Bakanlık tarafından yapılan açıklamada şu ifadeler kullanıldı: 'Bazı basın yayın organlarında yer alan 'devlet hastanesinde cinsel istismar' başlıklı habere ilişkin açıklama yapma gereği hasıl olmuştur. Hekimlerimiz tarafından muayene esnasında tespit edilen şüpheli durumla ilgili ivedi harekete geçilmiş ve incelemeci atanmıştır. Ayrıca söz konusu şüpheli durum, derhal adli makamlar ile Aile ve Sosyal Hizmetler İl Müdürlüğü ile paylaşılmıştır. Sağlık Bakanlığı olarak konuyla ilgili yürümekte olan adli ve idari süreçleri titizlikle takip ediyoruz. Konuyla ilgili gelişmeler şeffaf bir şekilde kamuoyu ile paylaşılacaktır. Kamuoyuna saygıyla duyurulur.”
Bu olay son derece ciddi ve sarsıcıdır. İstanbul’daki Çam ve Sakura Şehir Hastanesi’nde yoğun bakımda tedavi gören, ağır zihinsel ve bedensel engelli 9 yaşındaki bir çocuğa yönelik cinsel istismar iddiaları, yalnızca bireysel suçları değil, aynı zamanda sistemsel ihmalleri de gündeme getiriyor.
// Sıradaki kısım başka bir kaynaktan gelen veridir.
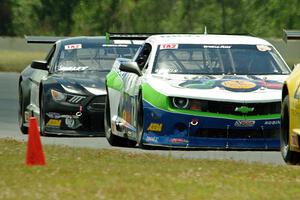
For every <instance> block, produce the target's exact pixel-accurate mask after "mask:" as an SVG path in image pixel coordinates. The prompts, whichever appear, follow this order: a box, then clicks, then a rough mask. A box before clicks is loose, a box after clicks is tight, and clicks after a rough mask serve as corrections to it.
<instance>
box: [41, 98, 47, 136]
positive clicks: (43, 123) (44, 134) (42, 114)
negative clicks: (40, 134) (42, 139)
mask: <svg viewBox="0 0 300 200" xmlns="http://www.w3.org/2000/svg"><path fill="white" fill-rule="evenodd" d="M40 98H41V99H40V134H41V135H46V133H45V107H44V98H45V97H44V93H43V92H42V94H41V97H40Z"/></svg>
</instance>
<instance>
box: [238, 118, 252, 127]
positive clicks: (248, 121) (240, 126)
mask: <svg viewBox="0 0 300 200" xmlns="http://www.w3.org/2000/svg"><path fill="white" fill-rule="evenodd" d="M254 125H255V121H253V120H237V121H235V123H234V126H236V127H253V126H254Z"/></svg>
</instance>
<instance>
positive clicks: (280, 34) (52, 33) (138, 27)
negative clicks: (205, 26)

Olayın ardından 26 kişi hakkında soruşturma başlatılmış olması, durumun çok yönlü incelendiğini gösteriyor.

Bu tür vakalar:

Kurum içi denetim eksikliklerini, güvenlik zaaflarını ve savunmasız bireylerin korunmasındaki sistemsel açıkları gözler önüne seriyor.
Kamuoyunun duyarlılığı ve medyanın takibi, bu tür olayların üzerinin örtülmemesi adına büyük önem taşıyor. Adaletin en kısa sürede tecelli etmesi ve benzer olayların önlenmesi için gereken önlemlerin alınması hayati önemdedir.